さて、そろそろ本稿タイトルの「トインビー対談を提案・要請したのは誰か」の結論を述べよう。
まず、米国ハミルトン大学のRichard Hughes Seager氏の創価学会研究書"Encountering to Dharma"(仏法との出会い)の中で紹介されたMcNeill氏の証言を見ていただく。
証言引用者であるSeager氏は創価学園を訪れたこともあり、学会シンパと言える人物だ。
According to McNeill, it was Wakaizummi who introduced Ikeda and Toynbee,the two men soon corresponding about time, place, and the consideration of fees, with the result that the histroian invited Ikeda to come to London in 1970 for a dialogue.(*3)

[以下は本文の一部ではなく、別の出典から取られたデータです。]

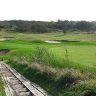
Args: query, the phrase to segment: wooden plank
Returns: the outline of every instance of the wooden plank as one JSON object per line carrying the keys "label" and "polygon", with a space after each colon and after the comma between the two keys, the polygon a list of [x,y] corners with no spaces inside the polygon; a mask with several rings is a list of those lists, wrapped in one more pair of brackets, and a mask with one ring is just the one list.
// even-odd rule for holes
{"label": "wooden plank", "polygon": [[30,90],[34,94],[34,96],[51,96],[48,95],[48,93],[43,90],[41,87],[39,87],[37,84],[30,82],[28,79],[26,79],[24,76],[19,74],[15,69],[9,67],[9,65],[3,63],[15,76],[18,78],[24,86]]}

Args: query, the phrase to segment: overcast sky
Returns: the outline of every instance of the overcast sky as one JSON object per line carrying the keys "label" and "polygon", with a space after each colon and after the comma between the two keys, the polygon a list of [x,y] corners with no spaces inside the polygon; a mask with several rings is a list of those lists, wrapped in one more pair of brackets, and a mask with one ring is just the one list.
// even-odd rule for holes
{"label": "overcast sky", "polygon": [[0,20],[96,21],[96,0],[0,0]]}

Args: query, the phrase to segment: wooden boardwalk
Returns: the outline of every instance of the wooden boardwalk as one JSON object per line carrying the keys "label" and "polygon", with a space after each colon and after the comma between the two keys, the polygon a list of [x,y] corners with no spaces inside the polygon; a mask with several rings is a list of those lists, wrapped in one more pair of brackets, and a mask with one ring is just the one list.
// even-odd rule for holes
{"label": "wooden boardwalk", "polygon": [[51,96],[4,62],[0,62],[0,71],[7,96]]}

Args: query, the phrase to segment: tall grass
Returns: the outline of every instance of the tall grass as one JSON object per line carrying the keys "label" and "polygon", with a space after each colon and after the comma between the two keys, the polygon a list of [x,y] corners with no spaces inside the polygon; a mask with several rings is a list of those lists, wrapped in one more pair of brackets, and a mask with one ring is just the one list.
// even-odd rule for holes
{"label": "tall grass", "polygon": [[[44,66],[43,64],[37,63],[29,66],[28,64],[19,64],[14,61],[9,61],[8,64],[29,80],[42,86],[53,96],[63,96],[63,94],[71,93],[73,95],[71,94],[64,96],[78,96],[79,92],[83,94],[80,96],[87,94],[88,87],[86,86],[88,85],[88,83],[82,83],[82,81],[87,82],[88,80],[90,80],[88,73],[82,73],[81,71],[76,69],[57,69],[52,68],[51,66]],[[92,89],[92,82],[90,82],[89,84],[90,88]],[[93,84],[93,87],[94,86],[95,83]]]}
{"label": "tall grass", "polygon": [[54,55],[52,51],[47,48],[37,46],[35,47],[33,54],[34,61],[38,64],[47,64],[54,66],[56,63],[59,63],[56,59],[56,55]]}
{"label": "tall grass", "polygon": [[4,84],[1,80],[1,76],[0,76],[0,96],[6,96],[4,91]]}

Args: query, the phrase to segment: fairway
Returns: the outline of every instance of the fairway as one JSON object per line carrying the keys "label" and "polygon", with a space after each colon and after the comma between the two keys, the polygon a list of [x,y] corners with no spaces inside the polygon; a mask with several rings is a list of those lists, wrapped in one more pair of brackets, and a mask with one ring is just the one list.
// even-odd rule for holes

[訳:マクニールによれば、池田とトインビーを引き合わせたのは若泉だった。二人(池田と博士)はすぐに時間や場所、費用の問題について書簡を交わし、その結果、歴史家(トインビー)は1970年に池田を対談のためにロンドンに招くことになった。]( )内は蛍注。
McNeill氏は歴史学者であり、トインビー博士の友人である。若泉とは元京都産業大学教授の若泉敬氏のことだ。1967年以来トインビー博士と親交があり、後年、佐藤栄作首相の特使として沖縄返還交渉で活躍した人物である。最近では米軍の日本への核持ち込み密約に関わった人物として話題になった。
上記証言から、若泉氏が池田氏と博士を引き合わせ、その後二人が対談の段取りについて連絡を取り合っていた、ということまでは分かったが、対談を提案した人が誰なのかについては、まだ見えてこない。
最後に、上の証言を踏まえて、次の文章を読んでいただきたい。
「トインビー・若泉対談 『未来を生きる』」の序文の冒頭部分である。少し長いが、トインビー池田対談の源流を知るために重要な部分なので、ご勘弁を。緑字と赤字の部分は注目箇所である。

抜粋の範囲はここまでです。